## 1 Answer

Given that,

- $ 2x^{2} – ax + 2 > 0 \quad \longrightarrow (1) $
- $ x^{2} – bx + 8 \geqslant 0 \quad \longrightarrow (2) $

For any quadratic equation $ax^{2} + bx + c > 0 $

If $a$ is greater than zero then this means that the quadratic equation will always be above $x\text{-axis}$ and will never intersect it at any real value of $x.$ Thus the solutions to this equation will be imaginary.

So, here discriminant $\boxed{\text{D<0}}$

$ \Rightarrow \boxed{ b^{2} – 4ac < 0} $

On the other hand for an inequality $ ax^{2} + bx + c < 0 $ for $a < 0$ the expression will always be below the $x\text{-axis}.$Similarly, the solutions will be imaginary.

So, here discriminant $\boxed{D<0}$

$ \Rightarrow \boxed{b^{2} – 4ac} $

For the equation $(1),$ graph will be :

Here, $\boxed{\text{D}<0}$

$ \Rightarrow \boxed{ b^{2} – 4ac < 0} $

$ \Rightarrow (-a)^{2} – 4(2)(2) < 0 $

$ \Rightarrow a^{2} – 16 < 0 $

$ \Rightarrow a^{2} < 16 $

$ \Rightarrow \boxed{ -4 < a < 4} $

For the equation $(2),$ graph will be

In this case, the graph can touch $x – \text{axis}$, so it can have at most one root.

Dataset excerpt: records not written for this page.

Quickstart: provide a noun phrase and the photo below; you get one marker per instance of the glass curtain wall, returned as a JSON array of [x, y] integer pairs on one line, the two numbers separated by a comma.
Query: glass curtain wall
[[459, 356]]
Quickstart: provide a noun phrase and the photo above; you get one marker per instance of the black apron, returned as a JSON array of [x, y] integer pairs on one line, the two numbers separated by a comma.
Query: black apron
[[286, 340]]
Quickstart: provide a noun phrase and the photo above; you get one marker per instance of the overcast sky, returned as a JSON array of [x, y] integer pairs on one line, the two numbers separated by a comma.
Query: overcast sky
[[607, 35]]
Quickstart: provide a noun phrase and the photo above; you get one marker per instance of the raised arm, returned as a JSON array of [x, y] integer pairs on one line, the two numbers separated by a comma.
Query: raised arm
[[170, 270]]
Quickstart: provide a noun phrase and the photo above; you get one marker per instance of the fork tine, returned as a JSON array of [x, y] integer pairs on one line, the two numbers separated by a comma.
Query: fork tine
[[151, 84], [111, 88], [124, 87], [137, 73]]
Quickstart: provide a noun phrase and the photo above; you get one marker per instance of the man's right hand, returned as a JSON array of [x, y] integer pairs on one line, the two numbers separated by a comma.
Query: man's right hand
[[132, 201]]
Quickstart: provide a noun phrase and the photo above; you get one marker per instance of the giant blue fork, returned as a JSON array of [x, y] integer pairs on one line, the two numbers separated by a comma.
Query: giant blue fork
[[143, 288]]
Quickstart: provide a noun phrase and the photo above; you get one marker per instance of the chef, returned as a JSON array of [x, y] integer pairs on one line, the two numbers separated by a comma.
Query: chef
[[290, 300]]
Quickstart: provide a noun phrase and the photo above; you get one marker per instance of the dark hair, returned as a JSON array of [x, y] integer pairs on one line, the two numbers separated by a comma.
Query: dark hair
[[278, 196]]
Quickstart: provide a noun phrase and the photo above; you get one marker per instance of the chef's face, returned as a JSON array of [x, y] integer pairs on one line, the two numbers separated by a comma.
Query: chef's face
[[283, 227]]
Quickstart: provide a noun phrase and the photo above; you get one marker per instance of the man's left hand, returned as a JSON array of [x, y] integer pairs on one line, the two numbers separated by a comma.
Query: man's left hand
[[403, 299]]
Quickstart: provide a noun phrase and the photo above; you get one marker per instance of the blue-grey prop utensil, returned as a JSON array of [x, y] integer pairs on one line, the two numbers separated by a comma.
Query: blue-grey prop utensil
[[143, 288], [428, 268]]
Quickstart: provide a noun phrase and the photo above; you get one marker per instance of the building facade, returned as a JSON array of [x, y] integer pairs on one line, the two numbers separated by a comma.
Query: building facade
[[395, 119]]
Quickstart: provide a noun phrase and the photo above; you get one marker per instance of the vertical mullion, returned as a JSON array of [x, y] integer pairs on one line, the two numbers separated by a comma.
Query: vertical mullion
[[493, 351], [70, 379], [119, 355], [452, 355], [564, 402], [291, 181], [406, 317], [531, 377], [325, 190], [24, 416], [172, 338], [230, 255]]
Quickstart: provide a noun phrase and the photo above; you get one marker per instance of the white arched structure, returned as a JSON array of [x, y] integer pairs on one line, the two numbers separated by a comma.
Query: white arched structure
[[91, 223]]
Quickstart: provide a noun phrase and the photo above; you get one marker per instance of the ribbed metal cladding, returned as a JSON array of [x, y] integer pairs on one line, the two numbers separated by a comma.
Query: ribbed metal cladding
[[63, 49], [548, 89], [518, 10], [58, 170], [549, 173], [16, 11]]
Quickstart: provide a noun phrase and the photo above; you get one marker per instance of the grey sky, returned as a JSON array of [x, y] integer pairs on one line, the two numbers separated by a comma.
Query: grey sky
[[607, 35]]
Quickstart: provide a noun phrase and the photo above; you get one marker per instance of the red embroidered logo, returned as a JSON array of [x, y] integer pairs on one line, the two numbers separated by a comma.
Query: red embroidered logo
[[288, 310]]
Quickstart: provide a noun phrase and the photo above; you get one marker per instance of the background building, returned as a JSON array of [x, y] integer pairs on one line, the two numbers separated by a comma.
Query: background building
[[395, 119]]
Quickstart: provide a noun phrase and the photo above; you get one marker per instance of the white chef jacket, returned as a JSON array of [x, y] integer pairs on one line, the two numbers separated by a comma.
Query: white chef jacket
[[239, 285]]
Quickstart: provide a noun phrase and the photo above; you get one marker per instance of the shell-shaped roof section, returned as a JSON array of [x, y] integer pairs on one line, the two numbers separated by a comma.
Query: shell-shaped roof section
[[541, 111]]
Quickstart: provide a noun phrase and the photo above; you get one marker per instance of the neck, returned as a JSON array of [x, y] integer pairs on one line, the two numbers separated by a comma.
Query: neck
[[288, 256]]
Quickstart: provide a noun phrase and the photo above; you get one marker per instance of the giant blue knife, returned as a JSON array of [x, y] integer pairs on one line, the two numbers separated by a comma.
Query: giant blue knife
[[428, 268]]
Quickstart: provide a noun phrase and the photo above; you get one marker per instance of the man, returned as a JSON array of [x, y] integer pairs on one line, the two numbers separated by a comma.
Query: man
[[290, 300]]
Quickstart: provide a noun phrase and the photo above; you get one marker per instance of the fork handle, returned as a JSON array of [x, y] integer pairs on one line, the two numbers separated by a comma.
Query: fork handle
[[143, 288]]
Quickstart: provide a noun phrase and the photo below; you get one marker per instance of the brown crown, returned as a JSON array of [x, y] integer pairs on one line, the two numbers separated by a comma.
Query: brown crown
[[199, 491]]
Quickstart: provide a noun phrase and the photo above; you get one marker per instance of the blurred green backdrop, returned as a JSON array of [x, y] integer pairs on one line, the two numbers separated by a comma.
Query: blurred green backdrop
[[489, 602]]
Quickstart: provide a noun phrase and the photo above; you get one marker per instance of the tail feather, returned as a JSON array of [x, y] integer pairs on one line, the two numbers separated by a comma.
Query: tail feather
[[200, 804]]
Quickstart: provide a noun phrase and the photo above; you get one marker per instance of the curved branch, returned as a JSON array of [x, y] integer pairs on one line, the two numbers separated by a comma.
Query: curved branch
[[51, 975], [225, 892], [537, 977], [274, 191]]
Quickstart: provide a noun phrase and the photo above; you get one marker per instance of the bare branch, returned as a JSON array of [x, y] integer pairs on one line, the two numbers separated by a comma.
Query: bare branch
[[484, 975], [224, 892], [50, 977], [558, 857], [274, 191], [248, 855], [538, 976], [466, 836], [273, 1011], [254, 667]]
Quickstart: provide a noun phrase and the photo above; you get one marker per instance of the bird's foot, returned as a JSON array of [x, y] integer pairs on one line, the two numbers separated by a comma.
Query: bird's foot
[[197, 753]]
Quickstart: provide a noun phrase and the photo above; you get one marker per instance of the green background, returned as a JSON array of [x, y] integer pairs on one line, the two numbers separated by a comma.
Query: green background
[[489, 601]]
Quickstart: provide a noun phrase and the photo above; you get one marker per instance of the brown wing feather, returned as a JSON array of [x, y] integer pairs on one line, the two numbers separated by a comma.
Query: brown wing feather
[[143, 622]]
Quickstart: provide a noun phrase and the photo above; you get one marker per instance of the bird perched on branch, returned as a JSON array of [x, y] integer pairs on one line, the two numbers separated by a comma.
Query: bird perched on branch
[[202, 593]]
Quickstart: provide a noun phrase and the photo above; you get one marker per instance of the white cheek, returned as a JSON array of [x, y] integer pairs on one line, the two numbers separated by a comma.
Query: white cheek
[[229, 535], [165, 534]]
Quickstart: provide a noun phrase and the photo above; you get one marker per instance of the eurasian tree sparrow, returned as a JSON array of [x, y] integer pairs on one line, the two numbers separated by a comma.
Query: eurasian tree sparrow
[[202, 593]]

Thus discriminant $\boxed{\text{D} \leqslant 0} $

$ \Rightarrow \boxed{ b^{2} – 4ac \leqslant 0}$

$ \Rightarrow (-b)^{2} – 4(1)(8) \leq 0$

$ \Rightarrow b^{2} – 32 \leq 0$

$ \Rightarrow b^{2} \leq 32 $

$ \Rightarrow b \leq \sqrt{32} $

$ \Rightarrow b \leq \sqrt{16 \times 2} $

$ \Rightarrow \boxed{-4\sqrt{2} \leqslant b \leqslant 4 \sqrt{2}} $

As $b$ is an integer.

So, $\boxed{ -5 \leqslant b \leqslant 5} $

For the largest value of $ 2a – 6b,$ we can take $a = 3,$ and $b = -5.$

$\therefore$ The largest possible value of $ 2a – 6b = 2(3) – 6(-5) = 6 + 30 = 36.$

Correct Answer $:36$

$\textbf{PS :}$ For equation $ax^{2} + bx + c = 0,$ expression $b^{2} – 4ac$ is called discriminant and denoted by $\text{D}.$

$\begin{array}{cl|l}\hline & \textbf{Value of discrimimant} & \textbf{Nature of roots}\\\hline 1. & D<0 & \text{Unequal and imaginary}\\ 2. & D = 0 & \text{Real and equal}\\ 3. & D>0, \;\text{and is a perfect square} & \text{Real, unequal, and rational}\\ 4. & D>0,\;\text{and not a perfect square} & \text{Real. unequal, and irrational}\\\hline \end{array}$